Mit VW.OS behalte Volkswagen die "Hoheit über die elementaren Architekturfragen", meint Björn Goerke. Der Informatiker arbeitet seit Januar für Volkswagen, zuvor war er Chief Technology Officer bei SAP.

(Bild: Volkswagen)

Björn Goerke: Ich sehe das etwas anders. Der ID.3 ist das erste updatefähige E-Auto von Volkswagen, es wird digital immer frisch bleiben. Das ist ein wichtiger Schritt für uns, und natürlich hat der Kraft gekostet. Hinzu kamen dann noch extreme Herausforderungen durch Corona. Aber da sind wir durch. Der ID.3 ist ein klasse Auto, das nicht nur eine völlig neue Server-Architektur bietet, sondern auch bilanziell klimaneutral produziert wird.

Welche Konsequenzen ziehen Sie aus den Software-Problemen?

Früher war Software ein Teil eines Fahrzeugprojekts und für die individuelle Hardware optimiert. Jede Marke hatte also unterschiedliche Ansätze. Konzernweit hat das schließlich zu einer enormen Komplexität geführt. Davon gehen wir weg. Seit Anfang Juli bündeln wir die Software-Fähigkeiten des Volkswagen-Konzerns in der CSO. Wir entwickeln dort eine leistungsstarke Software-Plattform für alle Marken und Märkte des Konzerns. Das ist eine komplett neue Philosophie. Unser VW.OS wird ein eigenständiges Produkt für alle Modelle im Volkswagen-Konzern, mit eigenem Innovationszyklus und regelmäßigen Updates, ähnlich wie Android oder iOS bei Smartphones.

Heißt das, dass Sie ein Betriebssystem von Grund auf neu entwickeln?
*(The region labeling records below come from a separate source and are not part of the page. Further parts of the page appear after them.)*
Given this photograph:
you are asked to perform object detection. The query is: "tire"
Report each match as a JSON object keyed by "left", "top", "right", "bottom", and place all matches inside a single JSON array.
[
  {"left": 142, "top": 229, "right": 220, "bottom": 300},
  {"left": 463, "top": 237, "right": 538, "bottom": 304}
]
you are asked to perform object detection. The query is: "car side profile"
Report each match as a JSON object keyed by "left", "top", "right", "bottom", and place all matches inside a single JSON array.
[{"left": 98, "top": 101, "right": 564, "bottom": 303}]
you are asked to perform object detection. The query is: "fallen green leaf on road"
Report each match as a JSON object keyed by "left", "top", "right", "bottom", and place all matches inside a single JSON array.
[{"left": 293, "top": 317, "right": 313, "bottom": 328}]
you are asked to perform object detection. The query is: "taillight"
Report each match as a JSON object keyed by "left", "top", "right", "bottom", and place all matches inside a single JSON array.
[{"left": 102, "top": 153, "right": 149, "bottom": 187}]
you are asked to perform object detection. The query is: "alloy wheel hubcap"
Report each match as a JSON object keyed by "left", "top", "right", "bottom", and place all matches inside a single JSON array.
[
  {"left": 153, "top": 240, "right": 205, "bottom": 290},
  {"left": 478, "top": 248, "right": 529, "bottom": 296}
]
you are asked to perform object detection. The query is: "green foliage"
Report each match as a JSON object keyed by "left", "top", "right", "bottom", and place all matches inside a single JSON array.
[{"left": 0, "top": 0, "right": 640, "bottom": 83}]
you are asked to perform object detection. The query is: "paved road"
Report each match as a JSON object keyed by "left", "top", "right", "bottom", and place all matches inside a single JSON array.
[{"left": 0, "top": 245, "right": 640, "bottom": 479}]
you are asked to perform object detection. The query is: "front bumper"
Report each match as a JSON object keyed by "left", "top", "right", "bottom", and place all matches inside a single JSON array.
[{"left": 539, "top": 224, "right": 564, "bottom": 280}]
VW.OS ist nicht vergleichbar mit einem singulären Betriebssystem wie Linux oder QNX. Dafür ist der Leistungsumfang eines Fahrzeugbetriebssystems zu groß. Vielmehr muss unser VW.OS als Verbund, als Architektur verstanden werden. Denn wir werden weiterhin auch auf etablierte Betriebssysteme zurückgreifen, beispielsweise Linux. Mit VW.OS definieren wir aber die Standards dafür, wie solche Software-Komponenten zusammenspielen. Damit behalten wir die Hoheit über die elementaren Architekturfragen. Und wir wollen bis 2025 den Eigenanteil an Software im Auto von aktuell 10 auf 60 Prozent steigern.
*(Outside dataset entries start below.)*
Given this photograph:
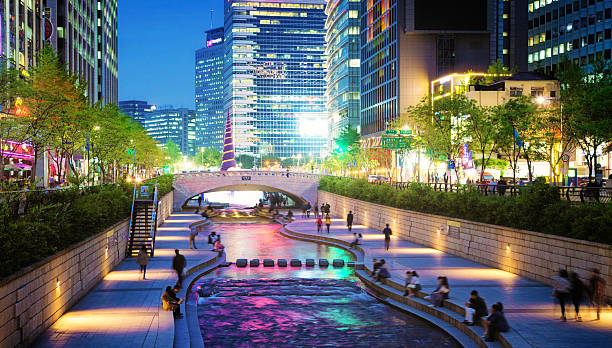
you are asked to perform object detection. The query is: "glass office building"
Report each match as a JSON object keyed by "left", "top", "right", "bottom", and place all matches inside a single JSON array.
[
  {"left": 527, "top": 0, "right": 612, "bottom": 74},
  {"left": 223, "top": 0, "right": 328, "bottom": 158},
  {"left": 144, "top": 107, "right": 195, "bottom": 155},
  {"left": 325, "top": 0, "right": 361, "bottom": 143},
  {"left": 195, "top": 27, "right": 225, "bottom": 151}
]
Was wollen Sie denn konkret selbst entwickeln?

Wir werden uns auf die Dinge konzentrieren, die sicherheitsrelevant sind und den größten Einfluss auf das Kundenerlebnis haben. Das sind unter anderem Fahrerassistenzsysteme, digitale Sprachassistenten und Mehrwertdienste fürs Parken oder Flottenmanagement.

Sie wollen also mit Sprachassistenten wie Amazons Alexa oder Apples Siri mithalten? Ist der Zug nicht längst abgefahren?
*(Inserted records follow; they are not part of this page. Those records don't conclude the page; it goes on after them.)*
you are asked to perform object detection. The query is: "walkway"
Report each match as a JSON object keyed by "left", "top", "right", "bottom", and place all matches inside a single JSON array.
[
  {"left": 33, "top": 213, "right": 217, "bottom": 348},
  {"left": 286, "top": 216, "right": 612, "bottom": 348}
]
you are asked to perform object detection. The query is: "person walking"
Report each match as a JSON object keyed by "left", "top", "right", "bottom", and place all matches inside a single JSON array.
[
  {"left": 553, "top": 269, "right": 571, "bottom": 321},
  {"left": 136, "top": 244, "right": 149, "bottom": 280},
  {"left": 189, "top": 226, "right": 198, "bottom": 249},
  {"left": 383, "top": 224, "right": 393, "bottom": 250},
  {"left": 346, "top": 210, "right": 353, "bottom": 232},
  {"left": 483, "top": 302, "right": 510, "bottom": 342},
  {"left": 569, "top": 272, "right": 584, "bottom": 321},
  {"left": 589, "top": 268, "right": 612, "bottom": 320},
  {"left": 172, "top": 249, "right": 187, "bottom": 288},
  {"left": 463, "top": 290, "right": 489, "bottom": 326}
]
Es wird auch in Zukunft Sprachassistenten geben, die speziell fürs Auto optimiert sind. Sie nutzen Kontextinformationen und sind an bestimmte Fahrzeugfunktionen gekoppelt, zum Beispiel an die Klimaanlage.

c’t: Wie ist es bei den Apps? Wird es im Auto nur einen Volkswagen-App-Store geben oder können Kunden auch auf die Universen von Apple und Google zugreifen?

Björn Goerke: Für uns zählt, was unsere Kunden wollen und benötigen. Und das haben sie häufig zuerst auf ihrem Smartphone. Daher sind Schnittstellen zu den Ökosystemen der großen IT-Konzerne grundsätzlich sinnvoll. Es wird ein Miteinander sein, kein Gegeneinander.

c’t: Sieht die Realität nicht eher so aus, dass Sie damit Apple und Google das Feld überlassen? Es will doch kaum jemand die Auto-Software nutzen, wenn das Handy erst einmal gekoppelt ist.

Björn Goerke: Wir überlassen das Feld nicht den anderen. Die Menschen nutzen ihr Smartphone in fast jeder Situation im Alltag, und nehmen es natürlich auch mit ins Auto. Das wird kein Autokonzern dieser Welt verhindern. Es gilt, die Balance zu finden: Wann ist eine Integration etablierter Apps von Dritten sinnvoll? Und wo bieten unsere eigenen Dienste dem Kunden den größten Mehrwert?

Fehlende Funktionen bremsen Volkswagens neuen Vorzeige-Stromer ID.3. Künftig soll laut Goerke einheitliche Soft- und Hardware die Komplexität reduzieren.

(Bild: Volkswagen)

c’t: Wären Ihre Erfolgschancen nicht größer, wenn Sie die Software zusammen mit anderen europäischen Autoherstellern entwickeln würden?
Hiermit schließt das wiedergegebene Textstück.